Chica sobrevive a un accidente de avión

Un avión de pasajeros se estrelló en la selva peruana, y solo una chica, de 17 años, logró sobrevivir… ¡Increíble!

En 1972, la historia del Perú grabó en sus páginas una triste tragedia: El vuelo 508 de LANSA, entre Lima y la ciudad de Iquitos, en plena selva peruana, fue impactado por un rayo, provocando su derribo. Como consecuencia, murieron más de 90 personas, y solo una logró sobrevivir, nuestra protagonista de hoy: Juliane Köpcke.

Por aquel entonces, la chica solo tenía 17 años de edad, y estaba cursando su último año en la preparatoria. Ella volaba junto a su madre, cuando sintió que el avión se adentraba en una tormenta y, de pronto, comenzó a caer desde una gran altura, justo por encima de la selva desierta. ¡Aun hoy, la gente se sorprende ante el hecho de que una joven, casi una niña, sola, asustada y herida, haya conseguido sobrevivir en la jungla, infestada de animales salvajes!

Juliane, hija de dos inmigrantes alemanes, había crecido en una familia de científicos: su padre se dedicaba a la biología, y su madre era una afamada ornitología (de hecho, al menos tres especies de aves tropicales llevan su nombre). En ese fatídico día, la chica y su madre pensaban encontrarse con su padre, para navidad, ya que este trabajaba en otra ciudad. ¡Al tomar el vuelo, Juliane jamás pensó que su vida estaba a punto de cambiar para siempre!

El avión de pasajeros, donde se encontraba Juliane, impactó de lleno en una zona de turbulencia muy fuerte. Los pilotos intentaron desviarlo de la tormenta, sin embargo, como se supo después, esa pudo haber sido la principal causa del accidente. Un rayo alcanzó al motor del avión, incendiando el tanque de combustible del ala derecha. Sin un ala, el avión quedó a la deriva, y comenzó a caer.

Con más de tres kilómetros de altura, el avión se estrelló en la selva tropical. Debido a la lluvia, el fuego no se propagó rápidamente. Sus restos quedaron ocultos bajo las copas de los árboles, razón por las que una expedición de búsqueda y rescate hubiera sido probablemente infructuosa. De los 93 pasajeros del avión, solo Juliane logró sobrevivir.

El accidente fue un duro golpe para la chica. Su cuerpo estaba cubierto de cortes profundos. Además, la pobre había sufrido una conmoción cerebral, y tenía fracturada la clavícula.
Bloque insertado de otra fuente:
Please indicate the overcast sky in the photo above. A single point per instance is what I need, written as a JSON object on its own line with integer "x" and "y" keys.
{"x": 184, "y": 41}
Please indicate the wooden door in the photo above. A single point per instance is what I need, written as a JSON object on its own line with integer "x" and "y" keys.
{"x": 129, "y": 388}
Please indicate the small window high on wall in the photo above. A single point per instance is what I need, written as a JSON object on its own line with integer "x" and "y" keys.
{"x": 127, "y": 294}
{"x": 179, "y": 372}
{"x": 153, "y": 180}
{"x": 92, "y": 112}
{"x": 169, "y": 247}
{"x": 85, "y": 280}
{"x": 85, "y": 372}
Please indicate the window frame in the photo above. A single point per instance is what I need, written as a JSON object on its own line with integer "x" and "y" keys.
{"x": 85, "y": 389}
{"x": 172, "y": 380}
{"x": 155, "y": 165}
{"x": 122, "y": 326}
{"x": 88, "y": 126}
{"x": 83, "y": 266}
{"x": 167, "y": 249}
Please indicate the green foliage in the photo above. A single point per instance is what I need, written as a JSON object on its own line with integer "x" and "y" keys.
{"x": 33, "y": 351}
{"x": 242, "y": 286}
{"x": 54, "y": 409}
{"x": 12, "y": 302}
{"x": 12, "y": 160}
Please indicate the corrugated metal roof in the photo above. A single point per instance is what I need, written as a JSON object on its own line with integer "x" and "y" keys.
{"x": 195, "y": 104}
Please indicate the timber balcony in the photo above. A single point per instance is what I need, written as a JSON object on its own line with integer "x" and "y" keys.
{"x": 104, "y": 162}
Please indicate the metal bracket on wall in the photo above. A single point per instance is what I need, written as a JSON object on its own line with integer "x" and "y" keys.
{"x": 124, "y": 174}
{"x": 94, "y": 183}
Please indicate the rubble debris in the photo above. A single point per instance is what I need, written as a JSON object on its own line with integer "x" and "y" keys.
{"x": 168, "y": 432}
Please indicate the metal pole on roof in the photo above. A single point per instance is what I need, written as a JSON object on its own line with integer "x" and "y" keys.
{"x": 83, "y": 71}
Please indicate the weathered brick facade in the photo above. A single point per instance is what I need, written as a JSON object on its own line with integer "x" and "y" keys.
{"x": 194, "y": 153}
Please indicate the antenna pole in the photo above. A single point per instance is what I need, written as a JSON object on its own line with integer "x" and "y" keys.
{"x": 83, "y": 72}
Su visión tampoco estaba muy bien: con un ojo cerrado por la hinchazón, y sus gafas perdidas, la muchacha apenas podía ver…

Sin embargo, fueron sus conocimientos de supervivencia los que le salvaron la vida. Gracias a su padre, la chica tenía alguna noción de cómo sobrevivir en la selva. Al principio, permaneció al lado de su madre, esperando por algún otro sobreviviente. Pero, al final del cuarto día, cuando ya se encontraba un poco mejor, decidió salir en busca de la civilización, por sí misma.
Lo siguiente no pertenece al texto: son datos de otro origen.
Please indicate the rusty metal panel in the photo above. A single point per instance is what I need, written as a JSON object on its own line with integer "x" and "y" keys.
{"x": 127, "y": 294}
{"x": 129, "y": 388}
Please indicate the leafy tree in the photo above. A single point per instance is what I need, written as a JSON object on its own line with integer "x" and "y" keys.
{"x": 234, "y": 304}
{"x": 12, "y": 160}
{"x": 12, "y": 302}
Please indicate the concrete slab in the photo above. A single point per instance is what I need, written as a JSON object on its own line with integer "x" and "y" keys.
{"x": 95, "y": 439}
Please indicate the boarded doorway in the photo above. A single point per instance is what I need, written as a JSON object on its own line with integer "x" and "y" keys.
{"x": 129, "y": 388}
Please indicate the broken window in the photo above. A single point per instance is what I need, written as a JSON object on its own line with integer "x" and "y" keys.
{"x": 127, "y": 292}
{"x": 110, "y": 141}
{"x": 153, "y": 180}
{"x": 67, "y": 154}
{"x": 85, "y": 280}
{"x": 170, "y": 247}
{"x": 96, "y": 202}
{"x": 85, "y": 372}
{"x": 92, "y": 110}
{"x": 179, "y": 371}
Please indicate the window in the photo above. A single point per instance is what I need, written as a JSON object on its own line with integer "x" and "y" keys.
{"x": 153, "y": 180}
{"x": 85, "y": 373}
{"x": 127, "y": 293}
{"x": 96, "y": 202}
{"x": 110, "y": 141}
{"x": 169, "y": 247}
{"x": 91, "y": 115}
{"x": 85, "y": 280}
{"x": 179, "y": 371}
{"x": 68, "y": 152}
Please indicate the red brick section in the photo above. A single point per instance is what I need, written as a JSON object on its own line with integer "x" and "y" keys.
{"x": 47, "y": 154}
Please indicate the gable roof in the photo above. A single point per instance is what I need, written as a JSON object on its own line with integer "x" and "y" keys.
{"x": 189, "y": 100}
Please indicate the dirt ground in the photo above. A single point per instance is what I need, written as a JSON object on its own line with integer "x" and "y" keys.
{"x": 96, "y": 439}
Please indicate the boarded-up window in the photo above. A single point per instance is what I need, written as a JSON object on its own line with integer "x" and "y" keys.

Pero, antes debía equiparse con algunas reservas. Después de hurgar entre los escombros, en busca de alimento, Juliane sólo encontró una bolsa de caramelos. Luego, se dirigió a la corriente fluvial más cercana del lugar del accidente, y la siguió cuesta abajo. Como recordó más tarde la desafortunada, su viaje fue como una pesadilla.
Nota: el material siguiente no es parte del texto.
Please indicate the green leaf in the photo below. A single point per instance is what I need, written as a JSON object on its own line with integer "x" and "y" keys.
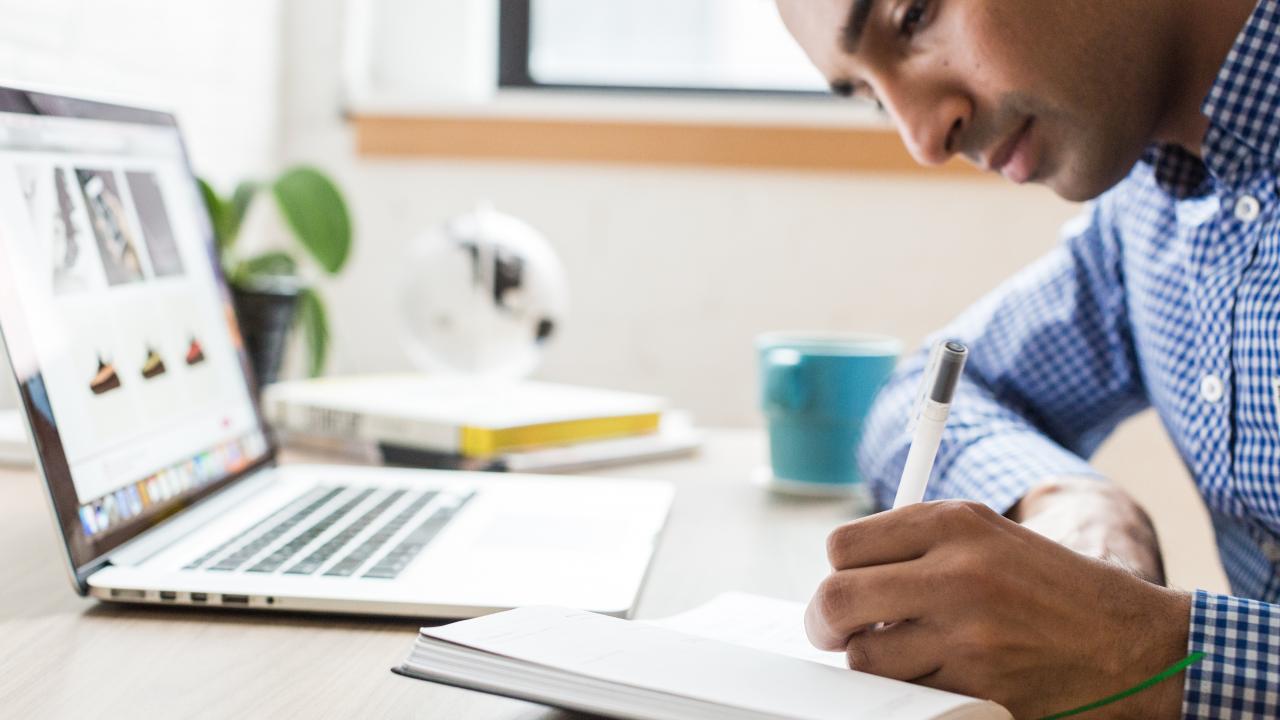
{"x": 224, "y": 231}
{"x": 315, "y": 329}
{"x": 315, "y": 210}
{"x": 274, "y": 263}
{"x": 238, "y": 206}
El río estaba plagado de peces y serpientes. Por la noche, Juliane casi no podía dormir. Legiones de insectos amenazaban con drenarle la vida, le dolían las lesiones, pero, la peor parte se la llevó su hombro derecho: La herida inflamada se había infectado de larvas la mosca azul. Sin embargo, a pesar de todo, ella continuó avanzando tenazmente, en busca de algún lugar habitado…

Sólo al décimo día de vagar por la selva, Juliane descubrió una cabaña de leñadores. Había una canoa, y pudo habérsela llevado, pero decidió esperar por sus dueños. Eso sí, antes que nada, se deshizo de las larvas, desinfectando la herida con gasolina. Los hombres, al verla, pensaron que se trataba de algún fantasma del bosque, pero, gracias a su dominio del idioma español, la chica logró explicar rápidamente su tragedia. A la mañana siguiente, la llevaron a la civilización.

Han pasado muchos años desde el accidente. La chica regresó a Alemania, y decidió seguir los pasos de su padre. Hoy, la Dra. Juliane Diller es una destacada mastozoóloga, especialista en murciélagos.

Un libro autobiográfico, y un par de películas (I miracoli accadono ancora, 1974, y Wings of Hope, 2000), fueron inspirados en los sucesos del siniestro, y en el milagroso rescate de Juliane.